Ce dimanche 12 mars 2017, le ministre turc des Affaires étrangères est venu tenir une réunion publique à Metz pour appeler les Turcs expatriés à voter pour la réforme constitutionnelle qui voudrait présidentialiser le régime du président ERDOGAN. Alors la France doit-elle accepter des meetings de politique étrangère sur notre sol ? Et pourquoi la France n’a-t-elle pas réagi quand les Pays-Bas et l’Allemagne ont été traités de nazis ?
Rappelez-vous des élections tunisiennes de 2011. Les Tunisiens expatriés en France avaient placé le parti islamiste Ennahda en tête de leurs résultats (environ 33 %), ce qui m’interroge sur leur sentiment d’intégration en France. Je pense que les 700 000 Turcs vivant en France, même s’ils ne sont que 70 000 électeurs, choisiront largement ERDOGAN, avec d’autant plus de facilité qu’ils ne vivent pas en Turquie donc qu’ils ne subiront pas l’application directe de cette réforme.

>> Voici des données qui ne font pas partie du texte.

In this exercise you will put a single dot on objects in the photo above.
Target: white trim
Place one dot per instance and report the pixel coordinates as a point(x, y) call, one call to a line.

La Réforme du président ERDOGAN fait suite au coup d’État manqué (?) du 15 juillet 2016. Elle veut renforcer les pouvoirs du président en plaçant les élections législatives tous les cinq ans (au lieu de quatre) pour élire 600 députés (au lieu de 550). Il n’y aurait plus de Premier ministre mais des vices-présidents. Le président pourrait nommer et révoquer ses ministres, promulguer des décrets et déclarer l’état d’urgence. La Justice ne serait plus indépendante puisque le président nommerait certains haut-juges et procureurs.
La liberté de réunion
La République garantit la liberté de réunion. Potentiellement celle des associations de Turcs qui peuvent se réunir pour dire que ERDOGAN est génial mais qu’ils ne retourneront quand même pas vivre dans son pays parce qu’il y a quand même plus de libertés en France. Mais nous n’avons pas à accepter la venue de représentants gouvernementaux étrangers qui viennent faire leur campagne politique nationale en France, pour des raisons de souveraineté politique !
La liberté d’expression
La France a des règles en matière de liberté d’expression. Les Turcs ont le droit de s’exprimer, mais pas d’enfreindre la Loi. Quand le ministre Turc des Affaires étrangères commence en disant que les Pays-Bas sont des nazis, alors la France doit porter plainte et condamner ces propos. Mais elle ne le fera pas parce qu’elle a trop peur que la Turquie dise : merci à l’UE pour vos six milliards d’euros mais on n’a plus envie d’empêcher les migrants syriens de venir chez vous…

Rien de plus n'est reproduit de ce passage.